195.怎麼又是白玲
2026-08-03 14:49:13
作者: 五月五發發
聽著李部長談及的秘密聯絡點,左向東大為震撼。
在那樣一個剛剛經歷戰火、魚龍混雜的南國口岸,還能長期組織起這等規模的情報網,足以見得師兄的遠見和手腕。
師從契卡,卻大有超越契卡的能耐,這讓他心裡頭對這位師兄的敬重又多了幾分。
他把那枚刻著「盧」字的銅錢在手心裡掂了掂,翻來覆去看了兩遍,然後揣進了軍裝內側的口袋裡。
師兄站在窗前,背對著他們,聲音比剛才低了幾分,
「這些同志,在香江潛伏了五年,從沒出過事。他們的身份,只有葉主任、我,還有李部長知道。現在加上你。」
他轉過身來,看著左向東,目光裡帶著那種長兄託付重要事務時才有的鄭重:
「你這次南下,整頓醫療系統是明面上的任務。暗地裡,需要你把這些渠道用好。
不只是為了藥品,也是為了將來。」他沒有把「將來」兩個字展開,但在場的人都懂。
師兄走過來,在左向東面前站定,伸手拍了拍他的肩膀,力道不輕不重:
「去了南方,要多注意安全。身體方面的問題,我想我就不囑託了,畢竟跟你這種級別的醫生講這些,沒必要。

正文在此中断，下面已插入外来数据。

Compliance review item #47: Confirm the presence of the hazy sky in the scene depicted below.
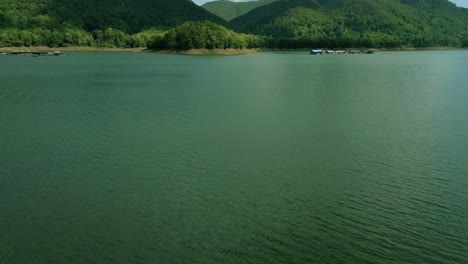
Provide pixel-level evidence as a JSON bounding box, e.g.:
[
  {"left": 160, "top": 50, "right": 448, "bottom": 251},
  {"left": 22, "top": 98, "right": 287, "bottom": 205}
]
[{"left": 193, "top": 0, "right": 468, "bottom": 7}]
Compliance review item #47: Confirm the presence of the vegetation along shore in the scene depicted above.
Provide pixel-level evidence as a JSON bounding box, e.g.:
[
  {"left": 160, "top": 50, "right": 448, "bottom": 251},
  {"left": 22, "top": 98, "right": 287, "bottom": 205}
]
[{"left": 0, "top": 0, "right": 468, "bottom": 51}]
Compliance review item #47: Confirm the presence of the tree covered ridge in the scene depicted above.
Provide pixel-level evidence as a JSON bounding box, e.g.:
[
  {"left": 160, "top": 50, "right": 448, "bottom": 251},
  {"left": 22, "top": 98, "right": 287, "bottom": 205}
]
[
  {"left": 232, "top": 0, "right": 468, "bottom": 47},
  {"left": 0, "top": 0, "right": 468, "bottom": 49},
  {"left": 202, "top": 0, "right": 277, "bottom": 21},
  {"left": 0, "top": 0, "right": 229, "bottom": 34}
]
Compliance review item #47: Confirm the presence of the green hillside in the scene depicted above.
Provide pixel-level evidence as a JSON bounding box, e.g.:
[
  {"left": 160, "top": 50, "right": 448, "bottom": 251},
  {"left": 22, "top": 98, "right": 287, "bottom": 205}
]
[
  {"left": 232, "top": 0, "right": 468, "bottom": 47},
  {"left": 0, "top": 0, "right": 226, "bottom": 33},
  {"left": 0, "top": 0, "right": 228, "bottom": 47},
  {"left": 202, "top": 0, "right": 276, "bottom": 21}
]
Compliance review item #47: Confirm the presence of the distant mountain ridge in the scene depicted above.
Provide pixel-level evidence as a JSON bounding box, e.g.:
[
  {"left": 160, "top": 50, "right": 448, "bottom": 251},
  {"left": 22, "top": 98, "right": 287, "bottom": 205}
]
[
  {"left": 231, "top": 0, "right": 468, "bottom": 47},
  {"left": 202, "top": 0, "right": 277, "bottom": 21},
  {"left": 0, "top": 0, "right": 227, "bottom": 33}
]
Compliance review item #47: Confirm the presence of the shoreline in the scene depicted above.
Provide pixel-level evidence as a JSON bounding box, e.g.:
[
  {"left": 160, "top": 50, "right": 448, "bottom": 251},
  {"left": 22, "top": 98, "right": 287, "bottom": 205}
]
[
  {"left": 0, "top": 46, "right": 468, "bottom": 56},
  {"left": 0, "top": 46, "right": 146, "bottom": 52}
]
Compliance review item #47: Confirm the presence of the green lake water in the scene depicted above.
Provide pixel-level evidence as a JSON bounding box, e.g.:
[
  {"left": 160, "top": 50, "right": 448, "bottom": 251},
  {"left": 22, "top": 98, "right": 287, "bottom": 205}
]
[{"left": 0, "top": 51, "right": 468, "bottom": 264}]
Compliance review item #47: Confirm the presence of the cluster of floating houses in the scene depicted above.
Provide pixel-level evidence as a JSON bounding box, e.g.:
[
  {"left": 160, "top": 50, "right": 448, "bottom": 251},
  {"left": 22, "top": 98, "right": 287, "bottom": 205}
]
[
  {"left": 0, "top": 50, "right": 64, "bottom": 57},
  {"left": 310, "top": 49, "right": 375, "bottom": 55}
]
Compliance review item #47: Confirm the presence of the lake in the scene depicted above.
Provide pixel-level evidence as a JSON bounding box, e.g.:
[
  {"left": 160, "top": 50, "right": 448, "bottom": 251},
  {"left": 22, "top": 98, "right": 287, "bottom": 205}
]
[{"left": 0, "top": 51, "right": 468, "bottom": 264}]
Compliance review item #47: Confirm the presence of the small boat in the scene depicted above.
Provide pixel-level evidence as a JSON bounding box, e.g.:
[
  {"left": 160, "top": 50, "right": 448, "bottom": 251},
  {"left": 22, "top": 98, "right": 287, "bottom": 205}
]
[{"left": 310, "top": 50, "right": 325, "bottom": 55}]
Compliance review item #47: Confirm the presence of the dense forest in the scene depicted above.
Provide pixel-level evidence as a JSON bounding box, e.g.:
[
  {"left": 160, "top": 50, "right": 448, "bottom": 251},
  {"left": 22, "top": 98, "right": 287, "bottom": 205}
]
[
  {"left": 202, "top": 0, "right": 277, "bottom": 21},
  {"left": 150, "top": 22, "right": 264, "bottom": 50},
  {"left": 0, "top": 0, "right": 468, "bottom": 49},
  {"left": 232, "top": 0, "right": 468, "bottom": 48}
]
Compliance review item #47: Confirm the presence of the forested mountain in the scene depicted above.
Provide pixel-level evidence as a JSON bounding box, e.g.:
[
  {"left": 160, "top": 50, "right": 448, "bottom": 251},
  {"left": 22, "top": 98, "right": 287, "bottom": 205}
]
[
  {"left": 232, "top": 0, "right": 468, "bottom": 47},
  {"left": 0, "top": 0, "right": 227, "bottom": 33},
  {"left": 202, "top": 0, "right": 276, "bottom": 21},
  {"left": 0, "top": 0, "right": 468, "bottom": 48}
]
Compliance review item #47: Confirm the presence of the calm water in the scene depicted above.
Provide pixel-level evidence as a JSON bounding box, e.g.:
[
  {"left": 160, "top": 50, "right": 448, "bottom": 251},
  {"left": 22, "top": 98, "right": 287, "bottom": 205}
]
[{"left": 0, "top": 51, "right": 468, "bottom": 264}]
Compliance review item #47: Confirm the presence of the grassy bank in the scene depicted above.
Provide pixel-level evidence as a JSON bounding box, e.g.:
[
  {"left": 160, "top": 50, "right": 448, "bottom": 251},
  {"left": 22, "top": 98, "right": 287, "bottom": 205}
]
[{"left": 0, "top": 46, "right": 146, "bottom": 52}]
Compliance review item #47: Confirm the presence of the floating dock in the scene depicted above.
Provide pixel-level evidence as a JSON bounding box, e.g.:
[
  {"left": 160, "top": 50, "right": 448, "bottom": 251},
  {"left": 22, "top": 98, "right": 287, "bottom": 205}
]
[
  {"left": 10, "top": 50, "right": 64, "bottom": 56},
  {"left": 310, "top": 49, "right": 375, "bottom": 55}
]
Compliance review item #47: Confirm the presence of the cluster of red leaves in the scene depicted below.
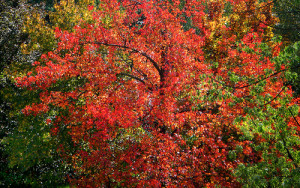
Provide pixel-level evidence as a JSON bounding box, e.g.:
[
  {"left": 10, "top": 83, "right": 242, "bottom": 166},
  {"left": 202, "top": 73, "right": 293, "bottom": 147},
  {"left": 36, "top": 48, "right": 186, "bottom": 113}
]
[{"left": 17, "top": 0, "right": 298, "bottom": 187}]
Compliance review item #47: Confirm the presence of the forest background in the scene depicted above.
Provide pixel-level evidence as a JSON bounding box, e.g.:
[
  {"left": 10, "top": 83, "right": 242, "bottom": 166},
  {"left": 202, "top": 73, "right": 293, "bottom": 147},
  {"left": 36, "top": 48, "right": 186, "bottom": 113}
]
[{"left": 0, "top": 0, "right": 300, "bottom": 187}]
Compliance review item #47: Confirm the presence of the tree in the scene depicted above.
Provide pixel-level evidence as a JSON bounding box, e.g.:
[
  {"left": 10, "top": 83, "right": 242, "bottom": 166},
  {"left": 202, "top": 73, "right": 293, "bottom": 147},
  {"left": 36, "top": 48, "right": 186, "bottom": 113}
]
[
  {"left": 0, "top": 0, "right": 96, "bottom": 187},
  {"left": 16, "top": 0, "right": 300, "bottom": 187}
]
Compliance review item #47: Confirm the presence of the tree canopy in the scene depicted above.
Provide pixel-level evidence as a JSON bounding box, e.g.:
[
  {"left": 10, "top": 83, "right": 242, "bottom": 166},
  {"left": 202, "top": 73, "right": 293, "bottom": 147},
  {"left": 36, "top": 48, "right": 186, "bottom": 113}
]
[{"left": 1, "top": 0, "right": 300, "bottom": 187}]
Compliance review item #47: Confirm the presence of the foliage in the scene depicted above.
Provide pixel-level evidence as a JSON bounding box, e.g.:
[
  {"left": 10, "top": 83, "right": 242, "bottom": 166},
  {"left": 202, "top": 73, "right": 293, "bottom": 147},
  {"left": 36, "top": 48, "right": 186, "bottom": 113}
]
[
  {"left": 0, "top": 0, "right": 96, "bottom": 187},
  {"left": 16, "top": 0, "right": 300, "bottom": 187},
  {"left": 274, "top": 0, "right": 300, "bottom": 43}
]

時間也不要太長了,儘管不少老同志的保健方案你都有囑咐,但還是要儘早回來才是。」
他頓了一下,語氣里多了幾分認真:
「你都不知道,這次你南下的行程,有多少老同志擔憂。不少人是不希望你去涉險的。」
左向東心裡頭暖了一下,但面上沒露出來,只是笑了笑:「師兄放心,我帶了八百號人,藥品器械教材都齊備,又不是去打仗。什麼情況我心裡有數。」
李部長走到門口,沖走廊里招了招手:「你們幾個進來。」
腳步聲響起,四個人魚貫而入。
走在最前面的是個中等個頭的男同志,穿著灰布中山裝,戴著一副黑框眼鏡,看著像個教書先生;後面跟著一個瘦高個,走路步子很輕,像是練過的;再後面是個圓臉的女同志,齊耳短髮,手裡抱著個文件夾;最後一張面孔,左向東認出來了——白玲。
四個人在辦公桌前站成一排,腰板挺得筆直。
李部長走到他們旁邊,一個一個地介紹:
「這位是林遠,情報分析;這位是周正,行動組;這位是蘇敏,破譯。這位——」
他指了指白玲,「白玲同志,你應該認識。當年護送平安到延安的同志之一,就是她。」
左向東倒是沒想到,目光落在白玲臉上,停了兩秒。
他記得那個任務。1945年春天,秋白犧牲後不久,城工部的同志把剛滿一歲的平安從北平轉移出來,輾轉了幾條線,最後由一位女同志送到了延安。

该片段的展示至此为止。